Central Maine Medical Center and its parent organization, Central Maine Healthcare, have been involved in several notable legal matters, including class-action litigation related to data security, medical malpractice claims, contract disputes, and regulatory settlements.

=== Data security incidents and related litigation ===
Central Maine Healthcare has experienced multiple data security incidents. In 2022, a breach affected approximately 11,938 individuals.

In 2025, the organization suffered a more significant incident. An unauthorized party gained access to its IT environment between March 19, 2025, and June 1, 2025. The breach impacted approximately 145,000 individuals (including roughly 138,000 Maine residents), exposing names, dates of birth, treatment information, dates of service, provider names, health insurance information, and in some cases Social Security numbers.

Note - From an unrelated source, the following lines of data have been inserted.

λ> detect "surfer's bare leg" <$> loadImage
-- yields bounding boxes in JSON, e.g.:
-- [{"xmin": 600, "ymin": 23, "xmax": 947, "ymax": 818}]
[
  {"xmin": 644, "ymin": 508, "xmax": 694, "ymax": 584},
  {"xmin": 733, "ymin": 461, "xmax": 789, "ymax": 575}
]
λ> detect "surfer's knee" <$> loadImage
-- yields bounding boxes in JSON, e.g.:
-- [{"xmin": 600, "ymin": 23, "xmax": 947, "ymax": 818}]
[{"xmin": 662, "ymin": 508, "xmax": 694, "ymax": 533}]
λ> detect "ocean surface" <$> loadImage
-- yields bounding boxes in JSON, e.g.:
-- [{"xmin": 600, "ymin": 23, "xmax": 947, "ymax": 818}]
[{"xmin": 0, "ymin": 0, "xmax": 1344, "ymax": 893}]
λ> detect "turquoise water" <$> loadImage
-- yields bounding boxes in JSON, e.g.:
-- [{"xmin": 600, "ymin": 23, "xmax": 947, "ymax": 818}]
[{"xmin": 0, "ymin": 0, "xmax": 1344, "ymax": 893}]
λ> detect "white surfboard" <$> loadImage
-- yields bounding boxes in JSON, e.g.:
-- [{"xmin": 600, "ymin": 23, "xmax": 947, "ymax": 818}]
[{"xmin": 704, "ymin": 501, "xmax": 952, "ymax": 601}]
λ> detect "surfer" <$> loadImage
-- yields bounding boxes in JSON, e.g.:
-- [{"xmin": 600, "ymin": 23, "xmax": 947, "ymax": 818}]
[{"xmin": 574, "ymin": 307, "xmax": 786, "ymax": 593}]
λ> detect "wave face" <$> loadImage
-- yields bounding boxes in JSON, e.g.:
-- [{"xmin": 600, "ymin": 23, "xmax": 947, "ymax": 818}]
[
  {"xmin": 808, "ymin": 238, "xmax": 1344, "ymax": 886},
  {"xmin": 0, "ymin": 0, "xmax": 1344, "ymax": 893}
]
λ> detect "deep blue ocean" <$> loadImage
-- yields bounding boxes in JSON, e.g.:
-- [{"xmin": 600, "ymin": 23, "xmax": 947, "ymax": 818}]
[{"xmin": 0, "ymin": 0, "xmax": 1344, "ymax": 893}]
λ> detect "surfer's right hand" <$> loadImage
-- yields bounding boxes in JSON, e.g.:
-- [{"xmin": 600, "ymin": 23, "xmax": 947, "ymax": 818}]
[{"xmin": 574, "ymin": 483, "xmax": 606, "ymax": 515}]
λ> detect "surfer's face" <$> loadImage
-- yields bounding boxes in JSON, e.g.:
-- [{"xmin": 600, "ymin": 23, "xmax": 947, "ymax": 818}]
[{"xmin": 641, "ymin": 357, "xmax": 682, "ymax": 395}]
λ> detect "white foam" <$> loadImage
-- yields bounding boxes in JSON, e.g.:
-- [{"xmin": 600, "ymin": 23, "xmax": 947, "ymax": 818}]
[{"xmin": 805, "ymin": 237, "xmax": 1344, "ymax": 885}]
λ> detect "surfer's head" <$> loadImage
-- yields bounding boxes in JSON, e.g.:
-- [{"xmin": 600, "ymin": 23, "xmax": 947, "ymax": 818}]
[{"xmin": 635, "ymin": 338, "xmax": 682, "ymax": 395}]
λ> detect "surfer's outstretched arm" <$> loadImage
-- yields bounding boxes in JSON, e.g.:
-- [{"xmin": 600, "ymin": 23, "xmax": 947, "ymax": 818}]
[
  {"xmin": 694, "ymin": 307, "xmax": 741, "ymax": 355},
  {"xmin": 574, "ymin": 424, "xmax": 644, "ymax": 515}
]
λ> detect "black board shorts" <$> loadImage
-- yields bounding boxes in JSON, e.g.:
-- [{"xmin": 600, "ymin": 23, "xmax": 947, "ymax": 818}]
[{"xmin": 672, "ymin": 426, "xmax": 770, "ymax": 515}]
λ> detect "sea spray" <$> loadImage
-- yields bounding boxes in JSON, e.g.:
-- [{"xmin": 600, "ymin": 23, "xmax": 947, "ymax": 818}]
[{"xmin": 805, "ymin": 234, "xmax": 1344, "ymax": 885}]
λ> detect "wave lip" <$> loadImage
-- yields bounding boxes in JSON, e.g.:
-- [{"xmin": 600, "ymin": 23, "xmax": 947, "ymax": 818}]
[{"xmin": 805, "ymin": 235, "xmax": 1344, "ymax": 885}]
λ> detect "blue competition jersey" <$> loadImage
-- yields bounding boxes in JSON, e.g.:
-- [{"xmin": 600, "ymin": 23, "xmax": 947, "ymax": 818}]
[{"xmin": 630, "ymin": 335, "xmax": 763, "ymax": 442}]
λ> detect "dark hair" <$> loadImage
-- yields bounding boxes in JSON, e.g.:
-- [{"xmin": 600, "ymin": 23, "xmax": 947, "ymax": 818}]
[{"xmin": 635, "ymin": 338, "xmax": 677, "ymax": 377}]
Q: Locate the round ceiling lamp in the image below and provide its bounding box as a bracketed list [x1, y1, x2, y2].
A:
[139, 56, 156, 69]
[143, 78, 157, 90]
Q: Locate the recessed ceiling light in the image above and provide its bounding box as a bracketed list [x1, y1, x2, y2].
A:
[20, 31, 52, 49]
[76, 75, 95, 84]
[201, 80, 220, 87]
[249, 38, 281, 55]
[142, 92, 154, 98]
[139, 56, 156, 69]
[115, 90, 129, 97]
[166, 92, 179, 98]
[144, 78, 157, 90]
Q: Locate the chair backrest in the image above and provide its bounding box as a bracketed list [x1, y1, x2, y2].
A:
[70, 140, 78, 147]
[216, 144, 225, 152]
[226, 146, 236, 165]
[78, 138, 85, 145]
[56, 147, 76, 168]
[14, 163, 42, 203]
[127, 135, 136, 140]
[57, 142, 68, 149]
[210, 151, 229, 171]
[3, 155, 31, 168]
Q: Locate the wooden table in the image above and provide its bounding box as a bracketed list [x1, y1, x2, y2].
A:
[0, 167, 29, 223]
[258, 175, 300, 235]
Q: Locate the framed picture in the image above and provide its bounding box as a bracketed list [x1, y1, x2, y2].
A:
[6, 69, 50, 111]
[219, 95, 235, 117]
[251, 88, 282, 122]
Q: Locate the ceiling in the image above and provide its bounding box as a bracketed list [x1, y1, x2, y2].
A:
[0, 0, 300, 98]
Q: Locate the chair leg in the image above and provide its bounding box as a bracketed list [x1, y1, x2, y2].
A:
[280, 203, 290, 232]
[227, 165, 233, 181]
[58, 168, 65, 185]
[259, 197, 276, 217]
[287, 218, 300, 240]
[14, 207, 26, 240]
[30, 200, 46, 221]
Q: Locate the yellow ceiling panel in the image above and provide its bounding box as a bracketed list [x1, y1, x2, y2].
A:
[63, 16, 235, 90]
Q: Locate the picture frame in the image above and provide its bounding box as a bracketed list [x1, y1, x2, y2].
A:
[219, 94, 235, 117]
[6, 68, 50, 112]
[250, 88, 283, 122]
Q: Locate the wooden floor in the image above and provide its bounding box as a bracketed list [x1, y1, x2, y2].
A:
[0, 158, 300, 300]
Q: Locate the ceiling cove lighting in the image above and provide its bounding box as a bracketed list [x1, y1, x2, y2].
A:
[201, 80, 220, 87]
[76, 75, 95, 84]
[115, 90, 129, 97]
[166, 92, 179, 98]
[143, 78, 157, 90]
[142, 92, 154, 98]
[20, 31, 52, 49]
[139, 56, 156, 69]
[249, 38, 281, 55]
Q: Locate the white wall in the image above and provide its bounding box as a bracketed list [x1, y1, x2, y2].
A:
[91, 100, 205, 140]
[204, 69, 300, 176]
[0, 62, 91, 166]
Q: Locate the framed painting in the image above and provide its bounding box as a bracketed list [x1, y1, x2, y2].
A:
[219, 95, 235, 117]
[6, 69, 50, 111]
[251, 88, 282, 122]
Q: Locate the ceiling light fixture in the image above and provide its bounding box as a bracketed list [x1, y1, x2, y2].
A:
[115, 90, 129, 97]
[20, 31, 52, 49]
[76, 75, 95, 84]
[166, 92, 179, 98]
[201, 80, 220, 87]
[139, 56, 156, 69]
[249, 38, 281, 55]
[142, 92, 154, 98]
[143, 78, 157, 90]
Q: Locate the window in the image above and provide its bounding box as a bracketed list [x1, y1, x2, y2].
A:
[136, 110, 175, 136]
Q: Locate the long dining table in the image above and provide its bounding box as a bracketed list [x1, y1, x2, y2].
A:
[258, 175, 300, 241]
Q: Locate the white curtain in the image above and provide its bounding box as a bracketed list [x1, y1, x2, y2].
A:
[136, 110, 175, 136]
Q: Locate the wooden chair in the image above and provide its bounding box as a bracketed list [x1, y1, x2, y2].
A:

By July 2025, at least six class-action lawsuits had been filed against Central Maine Healthcare, alleging negligence and breach of implied contract in connection with the 2025 data breach.

=== American Health Connection v. Central Maine Healthcare Corporation (2024) ===
In 2024, American Health Connection filed a lawsuit against Central Maine Healthcare Corporation (case number 2:24-cv-00298, U.S. District Court for the District of Maine). The case involves a diversity action for breach of contract.

=== Medical malpractice ===
In March 2026, Calyx Hemenway filed a medical malpractice lawsuit in Maine Superior Court against Central Maine Medical Center, Central Maine Healthcare, and two midwives. The suit alleges that hospital staff failed to adequately respond to the plaintiff's reports of pain and illness during pregnancy, resulting in her son being born in 2022 with severe cerebral palsy.

=== Other cases ===
- Levesque v. Central Maine Medical Center (2012): The Maine Supreme Judicial Court addressed whether claims against a hospital for the alleged negligence of a physician acting as an apparent agent require prelitigation screening under the Maine Health Security Act.

- Employment-related cases: These include Kezer v. Central Maine Medical Center (2012, employment discrimination) and a 2023 lawsuit by Motaz El Kelani alleging discrimination based on race, gender, national origin, and religion.

- Regulatory settlement: Central Maine Medical Center agreed to pay $16,000 to resolve allegations that it violated the Civil Monetary Penalties Law by employing an excluded individual.